Re: Confidence Scoring Weirdness from Shane Smith on 2007-11-01 (www-voice@w3.org from October to December 2007)

From: Shane Smith <safarishane@gmail.com>
Date: Thu, 1 Nov 2007 10:11:46 -0700
To: "Robert Stewart" <robert@wombatnation.com>
Cc: www-voice@w3.org
Message-ID: <8fc15e140711011011r2454fdtcc6103058d688d04@mail.gmail.com>
Good information Robert, but let me clarify...

The ASR in question doesn't change scores depending on maxnbest, as you
suggest.  In fact, maxnbest can be ignored for the purposes of my question.

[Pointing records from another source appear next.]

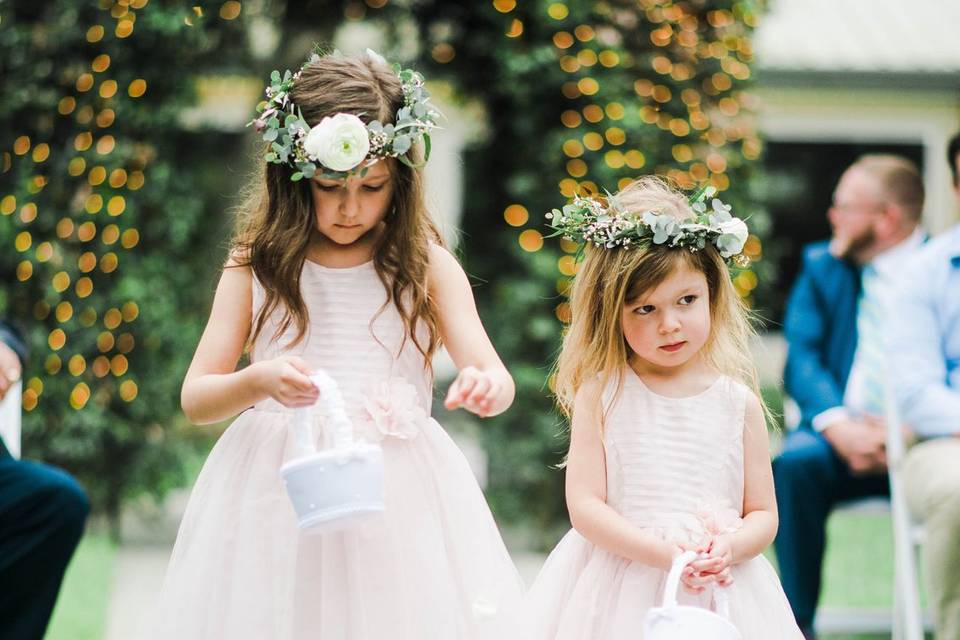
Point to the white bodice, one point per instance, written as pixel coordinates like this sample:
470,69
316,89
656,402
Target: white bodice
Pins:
351,335
675,465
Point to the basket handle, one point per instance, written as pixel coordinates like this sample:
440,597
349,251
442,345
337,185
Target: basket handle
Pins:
332,411
721,600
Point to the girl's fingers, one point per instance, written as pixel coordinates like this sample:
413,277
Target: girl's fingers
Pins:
479,391
468,384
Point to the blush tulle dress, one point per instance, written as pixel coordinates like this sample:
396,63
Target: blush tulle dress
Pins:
433,567
675,470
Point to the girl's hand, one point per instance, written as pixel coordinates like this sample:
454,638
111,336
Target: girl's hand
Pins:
714,567
285,379
476,391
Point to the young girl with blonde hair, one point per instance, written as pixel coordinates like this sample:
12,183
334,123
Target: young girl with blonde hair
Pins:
336,266
668,446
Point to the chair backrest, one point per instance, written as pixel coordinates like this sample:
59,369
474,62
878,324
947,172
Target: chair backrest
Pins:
10,418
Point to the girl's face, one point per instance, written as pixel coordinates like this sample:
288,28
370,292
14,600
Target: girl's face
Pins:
347,210
666,326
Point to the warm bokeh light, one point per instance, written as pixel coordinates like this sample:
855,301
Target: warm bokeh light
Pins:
531,240
516,215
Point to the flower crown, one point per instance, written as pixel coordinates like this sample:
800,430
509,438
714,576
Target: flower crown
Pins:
588,220
342,144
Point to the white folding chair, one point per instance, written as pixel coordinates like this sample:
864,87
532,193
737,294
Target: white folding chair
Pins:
908,621
10,418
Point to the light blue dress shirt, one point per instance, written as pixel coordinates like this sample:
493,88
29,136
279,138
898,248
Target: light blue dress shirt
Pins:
923,339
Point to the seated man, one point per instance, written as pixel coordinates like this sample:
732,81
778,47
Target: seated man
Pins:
42,514
924,346
833,338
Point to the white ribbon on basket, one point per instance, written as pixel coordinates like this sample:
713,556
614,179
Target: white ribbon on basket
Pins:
672,621
332,411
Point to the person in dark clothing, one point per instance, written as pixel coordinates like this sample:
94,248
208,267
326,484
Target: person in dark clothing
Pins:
42,516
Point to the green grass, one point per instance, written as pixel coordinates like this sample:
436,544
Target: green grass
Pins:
858,567
81,609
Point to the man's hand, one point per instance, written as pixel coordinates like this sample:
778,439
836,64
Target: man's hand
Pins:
861,442
9,369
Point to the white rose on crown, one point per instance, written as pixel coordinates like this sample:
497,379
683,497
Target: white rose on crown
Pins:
339,142
733,235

Assume maxnbest of 1.  Raw confidence scores for all three plausible
interpretations come back between .90 and .95, but only the first one
(because of maxnbest) is returned the application.  Now you have one result
with a confidence score of .95.  From an application perspective, I would
look at that result and assume that the ASR engine had easily identified
from all possible utterances what the caller actually matched, with a 95%
confidence score.

But this couldn't be further from the truth.  The ASR engine is actually
returning raw scoring, in no way weighted based on other possible
utterances. While it's 95% sure it said one thing, it's also 92.5% sure it
said something else, and 90% sure of a third possible utterance.  The way
the confidence score is described in the spec, it is a score of how 'sure'
the ASR engine is it got it right.  If there are really three plausible
possibilities, then how could the ASR engine know with a 95% confidence
which one is right?

In other words, the confidence score is determined completely independently
of other possibilities.

Let's say for a moment the grammar I'm using that is returning those 3 high
confidence possibilities has 100 possible matching utterances.  Now, pretend
I just added 900 more utterances to that grammar.  With 1000 possible
matches, the ASR engine should have more trouble disambiguating on the
correct utterance, no?  I should expect my confidence scores to drop,
right?  Wrong.  I'll still get the same 90, 92.5, and 95's I got previously,
because each utterance is scored independently.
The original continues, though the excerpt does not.